My job, were we to be vanilla UU-lite, would be, yawn, to set up a series of Christianity classes for the Christians, humanist lectures for the humanists, a Habitat for Humanity Tree House that the social justice-y people could work on, and a couple of world religions classes for those who wanted to embrace some digestible western form of Buddhism. It'd be easy. We could still even have 7 of something.
7 classes, 7 rooms, 7 teachers who already knew what they thought and who were comfortable teaching it. And I'd get paid 7 times what my labor would be worth because it'd be such a cake job.
Seriously, if we aren't about social justice -- about systemic, transformative social justice -- then what is our religious purpose?
If I were turning to some of that wisdom from world religions, I'd be likely to turn to the prophets of the Hebrew Scriptures. They were all about justice in the face of opposition and/or oppression. Granted, theirs was generally a theocratic government that the prophets were booming on about.
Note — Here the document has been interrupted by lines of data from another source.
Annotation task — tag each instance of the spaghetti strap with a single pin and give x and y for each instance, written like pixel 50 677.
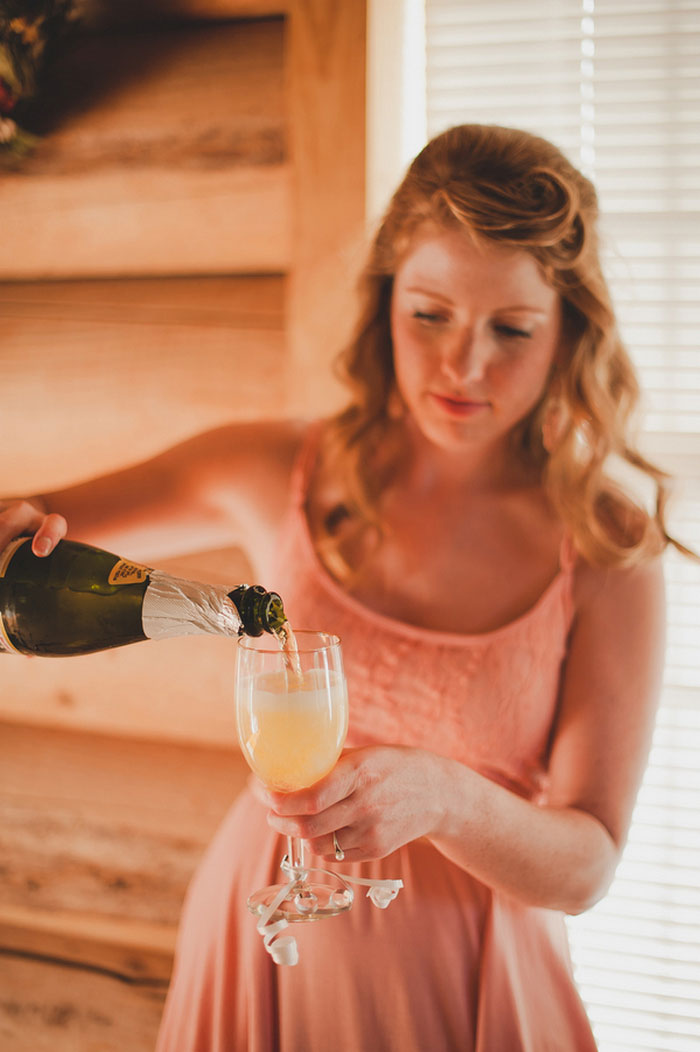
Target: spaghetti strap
pixel 304 463
pixel 567 553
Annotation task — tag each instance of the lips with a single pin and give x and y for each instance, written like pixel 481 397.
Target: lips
pixel 457 406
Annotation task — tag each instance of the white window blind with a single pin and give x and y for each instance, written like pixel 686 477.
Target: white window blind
pixel 616 84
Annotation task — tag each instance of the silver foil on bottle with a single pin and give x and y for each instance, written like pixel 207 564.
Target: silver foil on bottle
pixel 173 606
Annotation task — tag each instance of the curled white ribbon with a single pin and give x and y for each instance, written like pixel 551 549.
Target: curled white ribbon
pixel 283 949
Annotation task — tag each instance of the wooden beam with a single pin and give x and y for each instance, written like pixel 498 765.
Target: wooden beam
pixel 136 365
pixel 127 949
pixel 163 153
pixel 326 99
pixel 48 1007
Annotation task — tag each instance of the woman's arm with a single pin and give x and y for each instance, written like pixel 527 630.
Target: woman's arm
pixel 220 488
pixel 562 854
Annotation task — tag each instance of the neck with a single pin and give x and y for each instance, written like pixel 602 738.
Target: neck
pixel 492 467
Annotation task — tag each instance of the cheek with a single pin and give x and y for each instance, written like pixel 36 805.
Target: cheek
pixel 411 360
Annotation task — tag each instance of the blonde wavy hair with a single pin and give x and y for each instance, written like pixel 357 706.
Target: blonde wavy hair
pixel 519 190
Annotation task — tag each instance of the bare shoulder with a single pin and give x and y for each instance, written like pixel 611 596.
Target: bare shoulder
pixel 247 465
pixel 608 588
pixel 227 486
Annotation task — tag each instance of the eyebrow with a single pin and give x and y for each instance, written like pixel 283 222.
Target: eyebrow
pixel 518 307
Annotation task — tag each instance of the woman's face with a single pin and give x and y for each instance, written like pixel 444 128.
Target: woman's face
pixel 475 329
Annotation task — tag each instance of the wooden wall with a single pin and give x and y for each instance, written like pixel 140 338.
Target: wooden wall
pixel 177 254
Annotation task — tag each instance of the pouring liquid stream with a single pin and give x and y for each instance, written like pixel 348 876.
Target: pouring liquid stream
pixel 286 640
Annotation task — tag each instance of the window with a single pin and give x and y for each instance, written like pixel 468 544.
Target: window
pixel 617 86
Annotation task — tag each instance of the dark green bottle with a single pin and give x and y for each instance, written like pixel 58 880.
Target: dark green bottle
pixel 79 600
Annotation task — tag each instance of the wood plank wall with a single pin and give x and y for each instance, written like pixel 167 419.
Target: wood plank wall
pixel 177 254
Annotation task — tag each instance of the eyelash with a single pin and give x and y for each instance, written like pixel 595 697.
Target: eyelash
pixel 508 331
pixel 512 334
pixel 426 316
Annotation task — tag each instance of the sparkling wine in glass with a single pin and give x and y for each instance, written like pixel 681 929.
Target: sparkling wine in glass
pixel 292 714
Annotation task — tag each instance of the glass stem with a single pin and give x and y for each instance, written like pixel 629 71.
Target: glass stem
pixel 295 849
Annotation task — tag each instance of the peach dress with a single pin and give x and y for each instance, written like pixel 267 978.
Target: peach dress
pixel 451 965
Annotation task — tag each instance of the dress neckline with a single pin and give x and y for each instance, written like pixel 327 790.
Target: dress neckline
pixel 560 583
Yet and still, I find the simplicity of the approach comforting.
Micah, in Chap. 6 gives us some clear direction in this statement that follows a deliciously sarcastic opening.
"What does the Lord require of you, Israel? What are you supposed to do to live faithfully with your God? Do justice, love mercy, walk humbly with your God."There's my message from G-d. Simple. To the point. Based in reality, in the present, and in this world.
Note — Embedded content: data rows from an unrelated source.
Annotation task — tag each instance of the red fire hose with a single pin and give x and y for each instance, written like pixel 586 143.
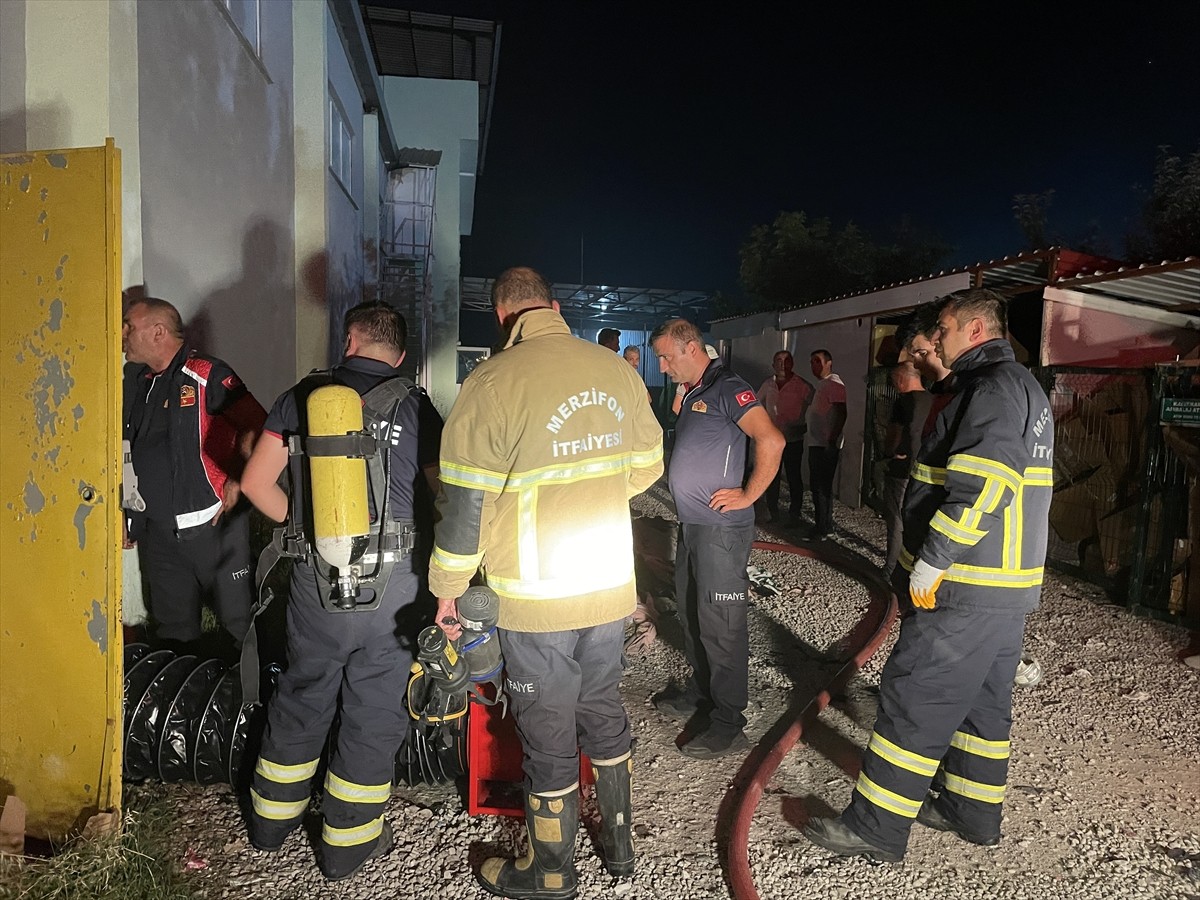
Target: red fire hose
pixel 864 639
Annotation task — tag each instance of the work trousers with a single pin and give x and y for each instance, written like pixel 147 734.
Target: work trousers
pixel 564 690
pixel 893 507
pixel 945 702
pixel 792 467
pixel 822 466
pixel 359 657
pixel 184 567
pixel 712 597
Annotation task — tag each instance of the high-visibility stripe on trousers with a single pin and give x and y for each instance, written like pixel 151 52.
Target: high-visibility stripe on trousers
pixel 352 666
pixel 945 705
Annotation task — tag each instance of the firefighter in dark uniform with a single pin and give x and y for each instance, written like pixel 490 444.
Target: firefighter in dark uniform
pixel 189 425
pixel 975 533
pixel 715 531
pixel 360 653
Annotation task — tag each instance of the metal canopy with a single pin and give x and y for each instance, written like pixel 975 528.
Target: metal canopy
pixel 594 306
pixel 1174 286
pixel 424 45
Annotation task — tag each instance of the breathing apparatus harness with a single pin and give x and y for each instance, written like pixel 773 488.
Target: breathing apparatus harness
pixel 359 579
pixel 445 678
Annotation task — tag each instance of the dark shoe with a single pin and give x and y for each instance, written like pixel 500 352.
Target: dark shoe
pixel 383 845
pixel 677 702
pixel 933 817
pixel 615 797
pixel 837 837
pixel 711 744
pixel 547 870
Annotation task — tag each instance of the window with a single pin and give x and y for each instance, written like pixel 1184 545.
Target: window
pixel 341 147
pixel 245 17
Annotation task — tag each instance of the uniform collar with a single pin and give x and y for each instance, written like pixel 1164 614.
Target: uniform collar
pixel 369 365
pixel 535 322
pixel 984 354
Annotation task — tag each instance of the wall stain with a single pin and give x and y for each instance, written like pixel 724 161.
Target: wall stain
pixel 35 501
pixel 82 511
pixel 97 627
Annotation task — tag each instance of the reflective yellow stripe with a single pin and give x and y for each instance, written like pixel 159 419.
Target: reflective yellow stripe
pixel 953 531
pixel 528 564
pixel 569 474
pixel 472 478
pixel 984 468
pixel 975 790
pixel 978 747
pixel 898 756
pixel 456 562
pixel 929 474
pixel 1038 477
pixel 558 588
pixel 351 792
pixel 352 837
pixel 276 809
pixel 286 774
pixel 994 577
pixel 887 799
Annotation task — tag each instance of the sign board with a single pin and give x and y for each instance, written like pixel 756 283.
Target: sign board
pixel 1180 411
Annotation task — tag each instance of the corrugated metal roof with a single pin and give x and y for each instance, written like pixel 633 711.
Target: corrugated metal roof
pixel 424 45
pixel 1171 286
pixel 599 305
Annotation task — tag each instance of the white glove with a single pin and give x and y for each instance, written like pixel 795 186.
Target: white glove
pixel 923 585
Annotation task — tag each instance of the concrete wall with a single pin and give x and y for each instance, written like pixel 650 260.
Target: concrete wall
pixel 217 183
pixel 53 97
pixel 439 115
pixel 343 203
pixel 844 328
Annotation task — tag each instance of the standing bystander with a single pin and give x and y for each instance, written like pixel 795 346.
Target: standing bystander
pixel 900 445
pixel 826 420
pixel 786 397
pixel 539 462
pixel 715 532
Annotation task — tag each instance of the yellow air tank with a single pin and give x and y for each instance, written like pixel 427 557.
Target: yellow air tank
pixel 340 515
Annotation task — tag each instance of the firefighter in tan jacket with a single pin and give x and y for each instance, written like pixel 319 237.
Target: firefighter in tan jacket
pixel 544 448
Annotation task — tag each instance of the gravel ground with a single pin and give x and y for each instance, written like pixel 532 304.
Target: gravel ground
pixel 1103 792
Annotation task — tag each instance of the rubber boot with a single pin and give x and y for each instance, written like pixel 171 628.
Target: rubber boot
pixel 615 797
pixel 547 870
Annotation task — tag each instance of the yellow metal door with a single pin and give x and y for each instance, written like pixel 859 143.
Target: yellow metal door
pixel 60 528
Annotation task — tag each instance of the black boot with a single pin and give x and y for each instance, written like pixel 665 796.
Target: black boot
pixel 615 797
pixel 547 870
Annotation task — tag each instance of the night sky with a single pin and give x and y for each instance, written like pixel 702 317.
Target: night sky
pixel 661 133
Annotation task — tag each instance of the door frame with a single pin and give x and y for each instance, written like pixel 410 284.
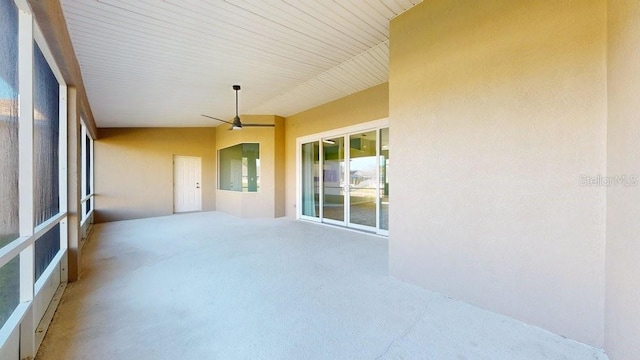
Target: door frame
pixel 199 159
pixel 345 132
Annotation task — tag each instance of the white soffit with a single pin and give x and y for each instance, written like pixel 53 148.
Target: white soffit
pixel 149 63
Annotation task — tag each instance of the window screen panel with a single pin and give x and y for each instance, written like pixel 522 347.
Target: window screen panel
pixel 9 226
pixel 46 95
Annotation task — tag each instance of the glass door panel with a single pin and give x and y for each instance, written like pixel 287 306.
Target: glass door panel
pixel 363 179
pixel 384 179
pixel 311 179
pixel 333 179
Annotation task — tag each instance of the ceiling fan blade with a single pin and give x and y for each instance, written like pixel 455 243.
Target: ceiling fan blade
pixel 211 117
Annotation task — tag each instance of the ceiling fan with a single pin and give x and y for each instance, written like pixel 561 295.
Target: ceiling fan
pixel 237 124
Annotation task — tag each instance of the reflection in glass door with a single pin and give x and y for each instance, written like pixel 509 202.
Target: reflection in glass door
pixel 363 179
pixel 310 179
pixel 384 179
pixel 343 179
pixel 333 179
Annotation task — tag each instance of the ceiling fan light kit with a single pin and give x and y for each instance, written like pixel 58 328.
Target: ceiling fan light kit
pixel 237 124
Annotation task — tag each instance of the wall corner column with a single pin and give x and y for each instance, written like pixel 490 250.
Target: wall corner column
pixel 74 192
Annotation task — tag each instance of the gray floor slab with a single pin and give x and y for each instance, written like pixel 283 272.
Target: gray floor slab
pixel 212 286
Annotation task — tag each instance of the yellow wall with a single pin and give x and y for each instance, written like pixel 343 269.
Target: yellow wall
pixel 622 338
pixel 268 200
pixel 134 170
pixel 497 108
pixel 367 105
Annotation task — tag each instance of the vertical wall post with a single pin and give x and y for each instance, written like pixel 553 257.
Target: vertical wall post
pixel 26 185
pixel 74 190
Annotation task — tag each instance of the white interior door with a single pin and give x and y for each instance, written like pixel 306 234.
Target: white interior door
pixel 187 189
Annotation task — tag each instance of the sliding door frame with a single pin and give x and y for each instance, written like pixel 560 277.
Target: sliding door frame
pixel 344 132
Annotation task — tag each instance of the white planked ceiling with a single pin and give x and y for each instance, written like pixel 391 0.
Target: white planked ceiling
pixel 163 63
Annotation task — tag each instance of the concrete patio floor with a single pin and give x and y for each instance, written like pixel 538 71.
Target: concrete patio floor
pixel 212 286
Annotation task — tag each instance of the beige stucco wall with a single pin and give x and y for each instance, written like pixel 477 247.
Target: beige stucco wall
pixel 134 170
pixel 622 339
pixel 268 200
pixel 496 109
pixel 367 105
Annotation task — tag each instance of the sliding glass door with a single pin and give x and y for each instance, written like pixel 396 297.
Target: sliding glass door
pixel 310 179
pixel 363 179
pixel 343 179
pixel 333 175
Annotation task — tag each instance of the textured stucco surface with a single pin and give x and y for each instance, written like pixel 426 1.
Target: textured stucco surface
pixel 214 286
pixel 622 339
pixel 367 105
pixel 134 170
pixel 496 110
pixel 268 201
We Unitarian Universalists are a democratic denomination. We vote on things. We encourage one another and our leadership to take action based on our democratic decisions.
President Sinkford, and the incredibly hard working people in our Boston and DC offices are doing our work. They are doing the work of justice, and they are doing it with the kind of humility that doesn't lead them to pick a social action project according to if we can point to a House floor vote that was changed because of it, but because this action is the right thing to do.
How lousy would those jobs be, if, as has been argued recently, they can't point to clear successes.
They do what they do because statements of conscience are passed, programs supported by our membership. These are the issues we brought to GA, the issues we passed. They do our work.
And finally, the man's name is President Sinkford. Like him or not, it's disrespectful to toss his last name around the blogosphere like it's a rolled up sock in a group introductory name game.
I guess we all have some traditionalist in us.